From 1960, SPX averaged an annual 8.15%, so really I'd need to earn that plus another 4.75% to make it worth taking the risk.
 
In 1990 it was 8.9%. :eek:

Holy Crap..... Really?? I had no idea.
I worked for private contractors for the first 10 to 12 years of my career, and just landed a Federal Gov. job in 1990ish, so I wasn't really tracking TSP stuff back then. I was still half wasted from the 80's....
:1244::1244::1244::nuts:
Well good...... That gives us sumpthin to shoot for. I'd love to see 9% G-Fund returns. I like that no-risk, stress free option. :laughing:
 
I'd love to see 9% G-Fund returns.

When nobody wants to loan you money you go to a loan shark, high interest.
When the G Fund hits 8%- :sick:

Don't get me wrong, the G Fund has been making me money but in the end, we pay for it.
 
In 1990 it was 8.9%. :eek:

[FONT=&quot]Holy Crap..... Really?? I had no idea.[/FONT]
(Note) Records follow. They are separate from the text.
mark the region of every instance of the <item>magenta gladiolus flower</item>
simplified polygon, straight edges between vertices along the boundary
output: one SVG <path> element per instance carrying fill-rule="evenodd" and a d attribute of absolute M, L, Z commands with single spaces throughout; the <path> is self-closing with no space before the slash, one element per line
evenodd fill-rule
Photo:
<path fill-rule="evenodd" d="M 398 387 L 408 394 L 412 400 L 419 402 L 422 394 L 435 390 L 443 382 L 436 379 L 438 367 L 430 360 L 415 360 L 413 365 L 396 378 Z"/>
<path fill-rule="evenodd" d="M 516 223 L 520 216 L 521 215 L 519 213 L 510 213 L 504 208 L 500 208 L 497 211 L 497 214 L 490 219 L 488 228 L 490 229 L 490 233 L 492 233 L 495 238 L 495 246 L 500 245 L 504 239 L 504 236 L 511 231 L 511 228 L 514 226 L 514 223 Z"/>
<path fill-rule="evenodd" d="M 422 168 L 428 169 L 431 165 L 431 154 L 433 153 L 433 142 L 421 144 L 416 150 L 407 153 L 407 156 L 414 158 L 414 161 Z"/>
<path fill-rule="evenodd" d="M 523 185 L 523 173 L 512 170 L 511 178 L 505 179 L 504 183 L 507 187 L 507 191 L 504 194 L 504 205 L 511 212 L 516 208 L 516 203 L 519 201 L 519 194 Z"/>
And it wasn't a fluky year. It paid 8.8% in both 1988 and 1989. Before that we didn't have prices to check, and I believe it was even higher.

Oh, and those great mortgage rates back then too. In 1987 I got my first mortgage at 10%, and was happy to get it because they were coming down from the teens. The 70's and 80's were rough compared to the last 20 years.